The Windy Cities Historians Podcast has been working its way chronologically through Chicago history and has now reached the 1893 World’s Columbian Exposition. Episodes 19-21, “The Third Star,” are a three-part look at the event now represented in Chicago’s municipal flag. Co-hosts Chris Lynch and Patrick McBriarty interview Paul Durica, the Director of Exhibitions at the Newberry Library and co-editor of the annotated Chicago by Day and Night, and historian and writer Jeff Nichols. The show’s deep dive into the Exposition, clocking in at 3:15 hours, is enriched by the hosts’ infectious enthusiasm for the topic.

Part I (released January 27, 2021) explores topics that include Frederick Law Olmsted’s planning for the fairgrounds, advice for tourists, Opening Day, the fate of the Delaware State Building, and imagining what to see if traveling back in time.

Part II (released on February 22, 2021) addresses the fate of the Palace of Fine Arts, voyeurism on the Ferris Wheel, an undercover Princeton economist who worked as a World’s Fair laborer, racial discrimination in 1890s America, electric lighting of the Fair, and a mysteriously out-of-line oak tree on the Midway Plaisance.

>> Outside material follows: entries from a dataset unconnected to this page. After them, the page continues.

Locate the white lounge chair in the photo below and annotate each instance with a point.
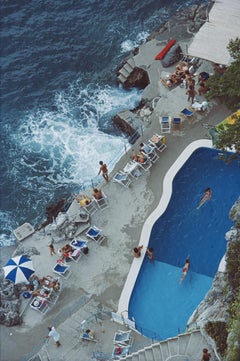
(62, 270)
(150, 152)
(157, 141)
(165, 124)
(102, 202)
(123, 338)
(94, 233)
(123, 179)
(120, 351)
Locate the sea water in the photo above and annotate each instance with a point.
(58, 95)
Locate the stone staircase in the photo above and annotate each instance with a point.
(126, 70)
(184, 347)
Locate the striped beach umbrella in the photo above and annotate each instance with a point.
(18, 269)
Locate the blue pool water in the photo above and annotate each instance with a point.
(159, 305)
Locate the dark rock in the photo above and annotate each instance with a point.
(123, 125)
(138, 78)
(9, 303)
(172, 56)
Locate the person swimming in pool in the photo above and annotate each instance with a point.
(206, 197)
(185, 269)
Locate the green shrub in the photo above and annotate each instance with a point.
(218, 331)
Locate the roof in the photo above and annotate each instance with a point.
(210, 43)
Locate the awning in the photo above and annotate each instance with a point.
(210, 43)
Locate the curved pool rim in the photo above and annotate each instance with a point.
(153, 217)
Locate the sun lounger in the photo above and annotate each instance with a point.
(123, 179)
(149, 151)
(79, 244)
(88, 336)
(146, 165)
(165, 124)
(39, 304)
(188, 115)
(75, 255)
(52, 295)
(91, 208)
(62, 270)
(177, 124)
(158, 141)
(123, 338)
(132, 168)
(120, 351)
(102, 202)
(94, 233)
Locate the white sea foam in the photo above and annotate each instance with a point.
(60, 149)
(128, 44)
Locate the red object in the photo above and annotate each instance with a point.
(165, 50)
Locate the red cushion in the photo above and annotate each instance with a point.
(165, 50)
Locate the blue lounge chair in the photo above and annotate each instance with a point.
(123, 179)
(62, 270)
(187, 114)
(95, 234)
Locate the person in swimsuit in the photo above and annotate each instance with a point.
(104, 170)
(206, 197)
(185, 270)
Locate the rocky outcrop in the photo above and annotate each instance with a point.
(9, 303)
(172, 56)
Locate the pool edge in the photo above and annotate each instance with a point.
(147, 227)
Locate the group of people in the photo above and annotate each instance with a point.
(184, 76)
(41, 286)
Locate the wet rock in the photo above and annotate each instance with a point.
(172, 56)
(9, 303)
(138, 78)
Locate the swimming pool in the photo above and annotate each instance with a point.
(159, 305)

Part III (released on April 3, 2021) covers such topics as how items from the Exposition were auctioned off (and how Chicago benefited), the Field Columbian Museum, Olmsted’s journalism career before the Fair, Pabst’s Blue Ribbon beer, the Emerald City, and alabaster cities. They wrap up the episode with a game of trivia that illuminates connection between the 1893 World’s Fair and such topics as Monty Python, the 1988 Bush-Dukakis election, Fermi Lab, and Star Trek.

The Liberty Bell, on display in the Pennsylvania Building at the 1893 World’s Fair, has a musical connection to a goofy British TV show. [Image from Graham, Charles S. The World’s Fair in Water Colors. Mast, Crowell & Kirkpatrick, 1893.]